Residents of the sun-drenched town of Pahrump, Nev., near the California border, are used to coping with rattlesnakes, gusty winds, and scorching temperatures, but now they are facing a different kind of challenge – one that threatens to destroy the character of their unique rural community: Big Solar.

Eager to cash in on generous federal subsidies for renewable energy and to become a part of the Biden administration’s green energy future, San Francisco-based Candela Renewables wants to build an industrial-scale solar array – known as the Rough Hat Nye County project — on 2,300 acres of federal land adjacent to Pahrump.

“It seems illogical to me to destroy the environment in order to save the environment,” Pahrump resident Jeanie Cox-King told NBC News in late November. “We should keep our public lands public.”

Located around 60 miles from Las Vegas, sunny Pahrump and surrounding sparsely populated Nye County, Pahrump would appear an ideal site for a solar field. But on closer inspection, the area’s unique environment could suffer greatly from the proposed solar project.

Messing with the Soil

Pahrump has cryptobiotic soil, which is part of the local desert’s thin layer of crust. The crust serves as a kind of seal that traps carbon and nutrients underneath. Removing that crust to install thousands of solar panels along with backup batteries could contribute to powerful dust storms that release tiny particles into the air where they pose a real threat to people suffering from respiratory illnesses.

Another problem posed by the construction of this and other solar projects in the area is valley fever, or coccidioidomycosis, an infection caused by fungus in the soil of the southwestern United States and parts of Mexico. Many residents fear that dust storms, taking advantage of the disturbed soil caused by solar array construction, could trigger widespread fungal infections.

In November, a solar company, Rosendin Electric, was fined almost $220,000 for failing to control dust during construction of its Townsite Solar Garden in Boulder City, Nev. Officials in Clark County, where the 1,000-acre solar site is located, estimated that up to 70 tons of dust had blown into the air from the project, the AP reported.

Big Solar has also put native animal life at risk. In 2020, a team of biologists moved 139 Mojave Desert tortoises, a threatened species, off the site of the 3,000-acre Yellow Pine Solar Site, 10 miles south of Pahrump. But removal of the creatures came at a cost. Conservationists say that 30 of those tortoises were killed, possibly by badgers. Across the state line in California’s Mojave Desert, the giant Ivanpah solar project has long been blamed for killing thousands of birds.
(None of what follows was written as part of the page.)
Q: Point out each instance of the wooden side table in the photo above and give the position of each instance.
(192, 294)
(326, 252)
“The idea that these projects are saving us from climate change is, at the very least, questionable,” Kevin Emmerich of the Nevada-based conservation group Basin and Range Watch told NBC News. “We’re not really thinking about true conservation.”

At a well-attended Nov. 27 rally in opposition to the proposed solar array, Pahrump residents carried signs reading: “SAVE PAHRUMP DESERTS NO! SOLAR FARMS IN OUR DESERT.” The rally was sponsored by Citizens Against Nye County Solar Farm Project. In addition to the group’s concerns about the project’s effect on public health, there are also fears that Pahrump will be transformed from a “Old Wild West town” into a solar town.

Pahrump Residents Face Long Odds

Angry residents, however, face long odds in keeping the project out of their community. The problem lies in Carson City and Washington. Nevada Gov. Steve Sisolak (D) has set a goal of deriving 50 percent of the state’s power from renewable sources by 2030 and 100 percent by 2050. Washington’s role is even more decisive. Over 80 percent of the land in Nevada is in federal hands, most of it under the jurisdiction of the Interior Department’s Bureau of Land Management (BLM). With BLM currently led by Biden political appointees, the solar project in Pahrump is likely to go forward.